Cette mixité de population se retrouve partout. A la rue Frei Caneca, quartier gay de São Paulo, un samedi soir : le carrefour avec la rue Peixoto Gomide est rempli de monde. La jeunesse est bien présente. Elle rit, elle boit, elle s'embrasse, elle se maquille, elle fait des selfies. Soudain, un type avec de long cheveux verts court après un autre gars. On suppose un vol de portable. Deux policiers les poursuivent. Arrivé en haut de la rue, le type aux cheveux verts rattrape le voleur. Les policiers arrêtent le voleurs et redescendent la rue avec lui. La population crie et applaudit l'arrestation, puis retourne à son amusement. Le voleur quant à lui est plaqué contre le mur, jambes écartées. Armés d'une mitraillette, les policiers me font penser à nos militaires plus qu'à des policiers. Ils procèderont à d'autres arrestations durant l'heure à laquelle j'étais présent, tout ça à côté de cette foule désinhibée, décomplexée et libre.

Alors, j'ai été voir cette richesse architecturale : le CESC 24 de Maio qui vient d'être restauré en 2017 par l'architecte Paulo Mendes da Rocha et le bureau MMBB. En fouillant sur Google, vous trouverez une vue magnifique d'une vaste piscine qui fait rêver. Du coup, je m'attends à un bâtiment incroyable au bout d'une longue avenue, avec un superbe dégagement. A l'arrivée, un building de 13 étages écrasé par ses voisins dans lequel les architectes ont empilé le riche programme du centre culturel. Sur le toit, une piscine à ciel ouvert dont le " jardin " se retrouve au 11ème étage avec une pataugeoire pour les plus petits.

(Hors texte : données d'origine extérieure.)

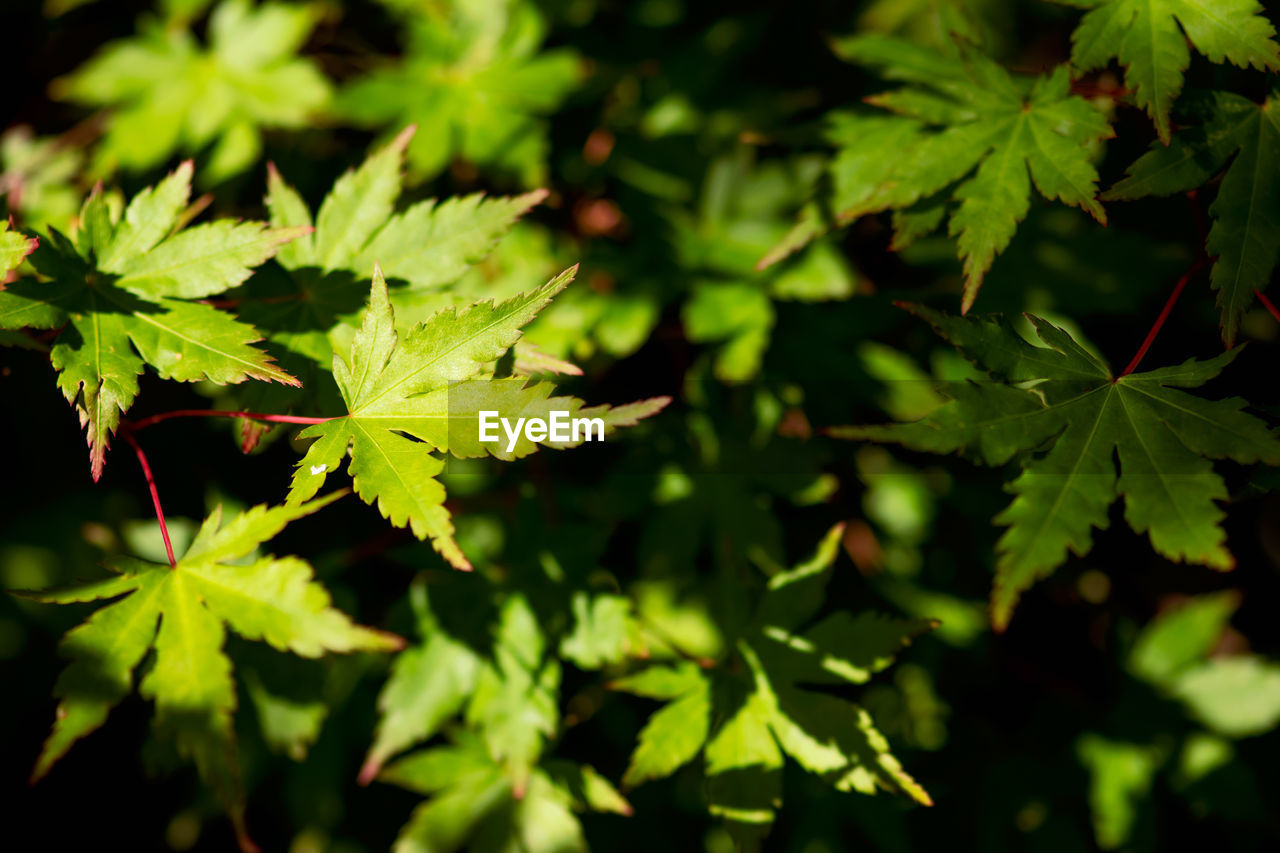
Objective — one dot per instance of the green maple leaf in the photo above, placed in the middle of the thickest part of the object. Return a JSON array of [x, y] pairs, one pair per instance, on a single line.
[[507, 696], [1150, 40], [470, 796], [475, 76], [170, 94], [309, 311], [744, 721], [123, 291], [14, 249], [732, 302], [193, 602], [39, 178], [428, 384], [967, 141], [1243, 137], [1066, 430]]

Une rampe vous entraîne dans une déambulation à travers les différentes fonctions dont le point de départ est un théâtre en sous-sol.

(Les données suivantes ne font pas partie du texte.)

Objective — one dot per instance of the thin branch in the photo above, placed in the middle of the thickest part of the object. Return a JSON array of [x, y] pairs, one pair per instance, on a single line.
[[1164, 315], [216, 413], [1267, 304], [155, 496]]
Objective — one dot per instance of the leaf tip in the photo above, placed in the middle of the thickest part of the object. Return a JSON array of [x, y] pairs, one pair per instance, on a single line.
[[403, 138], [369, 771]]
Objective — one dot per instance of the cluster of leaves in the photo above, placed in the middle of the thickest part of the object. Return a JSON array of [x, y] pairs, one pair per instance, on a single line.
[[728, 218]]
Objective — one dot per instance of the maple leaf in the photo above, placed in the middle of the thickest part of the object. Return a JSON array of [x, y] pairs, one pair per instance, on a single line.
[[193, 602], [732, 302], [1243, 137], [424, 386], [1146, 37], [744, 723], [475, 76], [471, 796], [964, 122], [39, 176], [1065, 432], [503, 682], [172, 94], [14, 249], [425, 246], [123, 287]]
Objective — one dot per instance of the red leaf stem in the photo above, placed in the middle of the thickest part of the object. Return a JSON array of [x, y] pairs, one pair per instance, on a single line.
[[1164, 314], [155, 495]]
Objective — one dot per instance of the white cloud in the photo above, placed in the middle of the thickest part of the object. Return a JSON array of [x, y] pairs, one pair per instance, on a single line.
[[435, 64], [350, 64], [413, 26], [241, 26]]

Le bâtiment accueille à l'heure actuelle la biennale d'architecture dont le gros du programme est placé au CCSP (Centro Cultural São Paulo). Imaginé par les architectes Eurico Prado Lopes et Luiz Telles dans les années 70, le bâtiment est un dédale de couloirs, de passerelles, de lieux d'exposition, de danses urbaines, de repos, de flânerie, de conférences, etc.

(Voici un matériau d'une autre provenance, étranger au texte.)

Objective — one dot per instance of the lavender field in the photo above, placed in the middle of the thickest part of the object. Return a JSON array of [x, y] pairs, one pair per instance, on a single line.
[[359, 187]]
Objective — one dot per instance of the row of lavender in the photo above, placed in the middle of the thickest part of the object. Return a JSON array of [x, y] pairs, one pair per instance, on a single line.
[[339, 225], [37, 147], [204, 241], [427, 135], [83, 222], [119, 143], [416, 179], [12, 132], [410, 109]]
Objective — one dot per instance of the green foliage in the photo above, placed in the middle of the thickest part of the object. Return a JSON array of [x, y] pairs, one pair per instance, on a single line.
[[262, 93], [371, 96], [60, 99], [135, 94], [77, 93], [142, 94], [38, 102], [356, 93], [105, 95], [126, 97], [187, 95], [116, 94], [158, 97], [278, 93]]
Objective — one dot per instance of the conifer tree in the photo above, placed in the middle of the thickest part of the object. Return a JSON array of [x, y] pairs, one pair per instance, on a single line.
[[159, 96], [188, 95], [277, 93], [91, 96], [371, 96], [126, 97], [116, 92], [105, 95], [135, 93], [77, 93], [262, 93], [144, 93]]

Nous parlons avec Éva le Roi, l'artiste - architecte franco-belge a été sélectionnée par la biennale pour présenter son projet " Alternative Insights: 5 stories of sao paulo " . Son projet propose une vision narrative de cinq situations particulières de la ville de São Paulo au travers de 5 illustrations à l'encre sur papier.

Parti à la rencontre de Paulo Mendes da Rocha, architecte moderniste ayant reçu le Prix Mies van der Rohe (2000) et le Prix Pritzker (2006), j'ai été visiter le Musée brésilien de la sculpture à São Paulo ( MuBE, Museu Brasileiro de Escultura) et la magnifique rénovation du musée Pinacoteca (1905, rénovée de 1993 à 1998) qui se trouve en face de la gare de Luz, rénovée également par l'architecte (architecte d'origine : Charles Henry Driver - 1867).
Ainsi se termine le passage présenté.